友へ チング
監督:クァク・キョンテク
出演:ソ・テファ/ユ・オソン/チャン・ドンゴン/チョン・ウンテク/キム・ボギョン
30点満点中17点=監4/話3/出4/芸3/技3
【4人の結びつきは、あまりに強すぎた】
サンテク、ジュンソク、ドンス、ジュンホ。小学生の頃から幼なじみである4人は、高校に入っても他校の生徒と喧嘩を繰り返す日々。優等生のサンテクとお調子者のジュンホは大学へと進むが、ヤクザの親分の息子ジュンソクと、葬儀屋の息子で腕っ節に自信を持つドンスは、刑務所暮らしも経験し、当然のように裏社会へと身を投じる。やがて、対立する組織で頭角を現すジュンソクとドンスは、後戻りのできない関係へと追い込まれていく。
(2001年 韓国)
【思わず関西弁】
このDVDな、何がエエゆうて音声を関西弁に切り替えられるとこやね。なんや、かなり荒っぽいプサン方言+隠語と喧嘩用語満載の映画やから、こういう仕様にしたらしい。
イントネーションの怪しいモンもおるけど、微妙な間(ま)とか言い回しとか、口の中で舌を回す感じとか、もうネイティヴやないとでけへんセリフがゴっロゴロ。特にジュンソクの声をあてた古田新太な。映画の吹替え史上に残るベストマッチと演技やろ。
そのジュンソクを演ったユ・オソンの凄み(ハッキリいうたら、こいつの存在がイコールこの映画のクライマックスやな)とか、学生服姿がミョーに可愛いチャン・ドンゴンのドンス、真面目なように思えてどっか「オレなんか何者でもないやん」ってゆうヒガミが見えるサンテク役ソ・テファ、そばにおったらイライラするやろなぁて思わせるジュンホのチョン・ウンテク、このキャスティングとそれぞれの演技も極上やね。
せやねん、たぶん韓国でも日本でも、釜山でも大阪でも、70年代にはこういう4人組がゴロゴロおったんや。
頭のほうで描かれる悪ガキらの日常。強がることが強いことやと勘違いしてるアホどもの哀しさ。せやけどホンマはこいつらの心根は弱いんやっていうことが、目を伏せるとこからわかる。どいつもタバコの灰をポンポンとせんと、燃え尽きて落ちるに任せてるとこからは、こいつらが勝手にボロボロと社会から落伍していく存在やゆうことがわかる。
脅迫の手口をいちいち説明せえへんスマートさもあるし、道路でサカナがピチピチ跳ねるとこなんか「うわぁ」て思わせるし。最後の面会シーンでサンテクとジュンソクが交わす意味のない会話なんか、めっちゃリアルやし。

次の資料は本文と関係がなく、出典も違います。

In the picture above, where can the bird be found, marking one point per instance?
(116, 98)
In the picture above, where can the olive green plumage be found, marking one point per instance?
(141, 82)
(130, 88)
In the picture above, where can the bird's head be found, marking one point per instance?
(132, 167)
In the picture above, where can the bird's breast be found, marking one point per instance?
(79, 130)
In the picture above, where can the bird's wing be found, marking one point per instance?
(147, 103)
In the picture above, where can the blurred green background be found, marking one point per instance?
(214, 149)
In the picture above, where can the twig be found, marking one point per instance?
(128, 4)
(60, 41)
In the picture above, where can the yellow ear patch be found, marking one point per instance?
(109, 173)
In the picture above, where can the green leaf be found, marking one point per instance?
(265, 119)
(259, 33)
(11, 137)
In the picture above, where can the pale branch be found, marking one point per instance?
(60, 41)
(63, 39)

意識的なローアングル、スローモーション、雨……ってベタなとこもあるけど、関西人にしか読み取られへん吹替えの微妙さとおんなじように、演出・脚本の微妙な味わいもぎょうさんある映画やな。
まぁ、4人の心のつながりは描きかたが不十分で「親旧(チング)て要するにソウルメイトのことやろ。つるんでオンナ引っ掛けたりケンカしたりするだけで親旧とはいわへんのちゃうか」とも思うけど、それに目ぇつぶったらなかなかオモロイ映画やね。
って待ちぃな、そこがこの映画のテーマやん。“つながり”が描けてへんかったらあかんやんっ! ま、関西弁に免じて許しといたろ。